Once again, Perez and Martin do an unbelievable job with the book. Perez’s art is expressive, endearing things as sly or as curdling as they should be. And Martin’s colours are, simply, a thing of beauty, as she mixes effects and palettes to change along with the scene and tone. In an industry where more and more colourists are demanding attention, Martin is ready to show why she’s the one colourist whose name has always been on people’s lips. Without her, the issue simply would not have worked.
Oh, and there’s a big time travel genre-mashing scene that finishes off the book. So maybe it did other things beautifully, too. Emotion and comic book-iness, side by side.
Oh, and there are time diamonds, too. Did I forget that part? Because as far as I’m concerned, that makes Astonishing Wolverine and Spider-Man official canon.
Dudes, just take this week’s Sly and the Family Logan Award. (J)
Sometimes you’re fighting a monster and then get engaged to it. And then have a baby with it? And… then you have to team up with your old partner and take that baby down? Shit, did my Lethal Weapon fan-fic just get real up in this shit?

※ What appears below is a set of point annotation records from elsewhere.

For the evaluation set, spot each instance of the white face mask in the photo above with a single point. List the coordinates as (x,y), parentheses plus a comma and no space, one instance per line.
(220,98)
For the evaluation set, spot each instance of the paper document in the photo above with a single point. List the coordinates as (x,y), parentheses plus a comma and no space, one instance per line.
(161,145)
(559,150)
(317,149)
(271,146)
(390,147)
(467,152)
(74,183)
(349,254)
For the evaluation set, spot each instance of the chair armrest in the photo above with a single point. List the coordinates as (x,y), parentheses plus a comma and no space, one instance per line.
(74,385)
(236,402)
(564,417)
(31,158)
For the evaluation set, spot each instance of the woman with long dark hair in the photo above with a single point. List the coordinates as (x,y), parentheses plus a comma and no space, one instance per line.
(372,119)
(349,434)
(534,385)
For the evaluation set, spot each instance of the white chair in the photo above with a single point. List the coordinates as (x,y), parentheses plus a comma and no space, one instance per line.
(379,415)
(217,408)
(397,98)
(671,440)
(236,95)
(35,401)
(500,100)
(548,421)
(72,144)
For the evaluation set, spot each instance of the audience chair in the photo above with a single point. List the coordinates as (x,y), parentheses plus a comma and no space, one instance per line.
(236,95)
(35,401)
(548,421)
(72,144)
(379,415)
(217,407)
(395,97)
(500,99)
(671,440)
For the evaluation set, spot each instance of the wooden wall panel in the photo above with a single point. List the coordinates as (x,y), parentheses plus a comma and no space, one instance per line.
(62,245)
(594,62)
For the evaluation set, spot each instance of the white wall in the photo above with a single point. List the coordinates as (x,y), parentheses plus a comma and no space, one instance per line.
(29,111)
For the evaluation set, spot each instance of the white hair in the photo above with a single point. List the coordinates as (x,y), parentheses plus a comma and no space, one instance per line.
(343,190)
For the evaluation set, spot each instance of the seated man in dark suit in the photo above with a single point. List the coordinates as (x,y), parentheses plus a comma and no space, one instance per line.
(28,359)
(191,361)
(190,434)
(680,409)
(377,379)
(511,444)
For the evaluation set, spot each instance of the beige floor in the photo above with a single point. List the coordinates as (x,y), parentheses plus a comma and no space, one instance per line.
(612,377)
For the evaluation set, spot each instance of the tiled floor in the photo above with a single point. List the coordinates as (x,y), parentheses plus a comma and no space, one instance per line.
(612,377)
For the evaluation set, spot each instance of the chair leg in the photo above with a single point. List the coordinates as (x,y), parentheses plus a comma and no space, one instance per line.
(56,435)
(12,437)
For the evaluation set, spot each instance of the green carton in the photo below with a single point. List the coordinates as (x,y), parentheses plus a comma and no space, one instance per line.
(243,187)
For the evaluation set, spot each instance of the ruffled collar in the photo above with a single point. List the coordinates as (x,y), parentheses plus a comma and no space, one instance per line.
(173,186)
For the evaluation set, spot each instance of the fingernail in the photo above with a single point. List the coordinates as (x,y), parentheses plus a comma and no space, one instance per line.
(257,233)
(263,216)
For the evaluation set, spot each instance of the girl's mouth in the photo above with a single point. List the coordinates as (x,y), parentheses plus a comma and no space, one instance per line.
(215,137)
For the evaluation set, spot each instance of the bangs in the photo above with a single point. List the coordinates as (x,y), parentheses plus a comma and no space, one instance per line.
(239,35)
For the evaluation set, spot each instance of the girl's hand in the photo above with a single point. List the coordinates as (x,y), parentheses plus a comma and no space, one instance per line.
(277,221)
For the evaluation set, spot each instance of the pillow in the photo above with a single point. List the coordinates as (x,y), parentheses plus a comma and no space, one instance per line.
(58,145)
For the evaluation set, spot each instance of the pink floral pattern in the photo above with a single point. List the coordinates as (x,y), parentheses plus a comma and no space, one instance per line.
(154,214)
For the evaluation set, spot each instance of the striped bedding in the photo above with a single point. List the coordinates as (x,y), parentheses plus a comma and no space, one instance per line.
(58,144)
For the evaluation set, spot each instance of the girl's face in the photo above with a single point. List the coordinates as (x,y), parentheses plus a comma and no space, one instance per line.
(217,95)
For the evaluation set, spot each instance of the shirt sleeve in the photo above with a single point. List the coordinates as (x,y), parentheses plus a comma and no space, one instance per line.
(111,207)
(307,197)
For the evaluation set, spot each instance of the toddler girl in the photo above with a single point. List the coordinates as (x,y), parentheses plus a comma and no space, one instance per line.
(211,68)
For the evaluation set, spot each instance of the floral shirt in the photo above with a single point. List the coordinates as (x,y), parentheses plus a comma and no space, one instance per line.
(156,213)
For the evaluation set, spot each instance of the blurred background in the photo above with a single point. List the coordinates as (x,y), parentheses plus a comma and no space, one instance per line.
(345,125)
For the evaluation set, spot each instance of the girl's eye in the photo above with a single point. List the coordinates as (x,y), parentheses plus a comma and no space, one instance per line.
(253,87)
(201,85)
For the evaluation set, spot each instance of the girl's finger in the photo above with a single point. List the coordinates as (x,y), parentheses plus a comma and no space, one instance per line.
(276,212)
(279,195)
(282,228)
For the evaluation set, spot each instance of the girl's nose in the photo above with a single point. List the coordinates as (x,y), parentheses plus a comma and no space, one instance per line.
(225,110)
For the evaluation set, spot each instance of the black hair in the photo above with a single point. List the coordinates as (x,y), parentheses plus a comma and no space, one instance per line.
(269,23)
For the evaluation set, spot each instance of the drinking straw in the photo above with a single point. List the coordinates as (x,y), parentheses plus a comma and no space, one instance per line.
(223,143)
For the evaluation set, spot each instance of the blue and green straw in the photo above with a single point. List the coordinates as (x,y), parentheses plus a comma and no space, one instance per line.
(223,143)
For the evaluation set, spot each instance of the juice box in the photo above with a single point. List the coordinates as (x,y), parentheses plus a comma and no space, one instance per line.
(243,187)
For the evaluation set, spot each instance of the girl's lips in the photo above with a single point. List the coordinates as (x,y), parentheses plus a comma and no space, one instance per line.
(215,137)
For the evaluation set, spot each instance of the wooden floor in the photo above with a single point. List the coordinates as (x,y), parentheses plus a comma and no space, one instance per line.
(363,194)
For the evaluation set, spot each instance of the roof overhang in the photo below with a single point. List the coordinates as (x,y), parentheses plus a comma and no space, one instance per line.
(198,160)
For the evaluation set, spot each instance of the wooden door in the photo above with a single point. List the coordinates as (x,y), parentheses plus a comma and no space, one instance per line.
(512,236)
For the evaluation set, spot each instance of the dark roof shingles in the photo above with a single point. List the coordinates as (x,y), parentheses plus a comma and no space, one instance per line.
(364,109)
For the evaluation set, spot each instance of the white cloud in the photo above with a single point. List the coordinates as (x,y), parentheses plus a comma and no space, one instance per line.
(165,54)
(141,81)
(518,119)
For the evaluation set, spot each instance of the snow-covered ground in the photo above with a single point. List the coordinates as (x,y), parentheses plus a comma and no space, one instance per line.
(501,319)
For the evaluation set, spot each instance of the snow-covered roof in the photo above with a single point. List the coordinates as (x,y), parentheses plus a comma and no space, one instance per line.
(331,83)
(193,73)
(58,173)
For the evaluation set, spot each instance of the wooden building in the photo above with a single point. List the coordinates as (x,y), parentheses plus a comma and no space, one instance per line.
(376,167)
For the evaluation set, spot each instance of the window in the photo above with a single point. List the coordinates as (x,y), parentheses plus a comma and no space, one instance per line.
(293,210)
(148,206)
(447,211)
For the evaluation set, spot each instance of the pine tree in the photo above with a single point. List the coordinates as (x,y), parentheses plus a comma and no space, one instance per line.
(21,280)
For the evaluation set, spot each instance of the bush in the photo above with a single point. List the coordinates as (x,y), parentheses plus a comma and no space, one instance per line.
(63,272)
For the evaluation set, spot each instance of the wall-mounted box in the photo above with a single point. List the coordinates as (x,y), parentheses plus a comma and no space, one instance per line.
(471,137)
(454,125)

Meet Uranus and T.A.Z.E.R. One is a drunk-ass former intergalactic space cop what’s been demoted to the NYPD for getting drunk on the job. The other is a straight laced police robot from the 1970s. Together, they are Buddy Cops! Also, they hate each other.
That is the premise behind the three short tales contained within Buddy Cops, a one-shot of hilarity envisioned by Nate Cosby and Evan Shaner. Fun fact: one of them used to be one of the best editor’s at Marvel Comics, and the other is also a robit from the 1970s. Can you guess which is which? Anyhow, I haven’t laughed so hard with a comic since the days of Nextwave, and there’s plenty of reasons contained within the pages of this book that’ll back me up. There’s not a whole lot I can tell without running afowl of ruining all the best jokes, but let’s just say one of these stories ends with Uranus yelling “Wu-Tang Clan Ain’t Nuttin’ to Fuck Wit!” as he takes his space sword and deals with a problem. It’s magnificent.
As always, you can find this book at some well stocked local comic shops, or through Dark Horse’s digital comic app.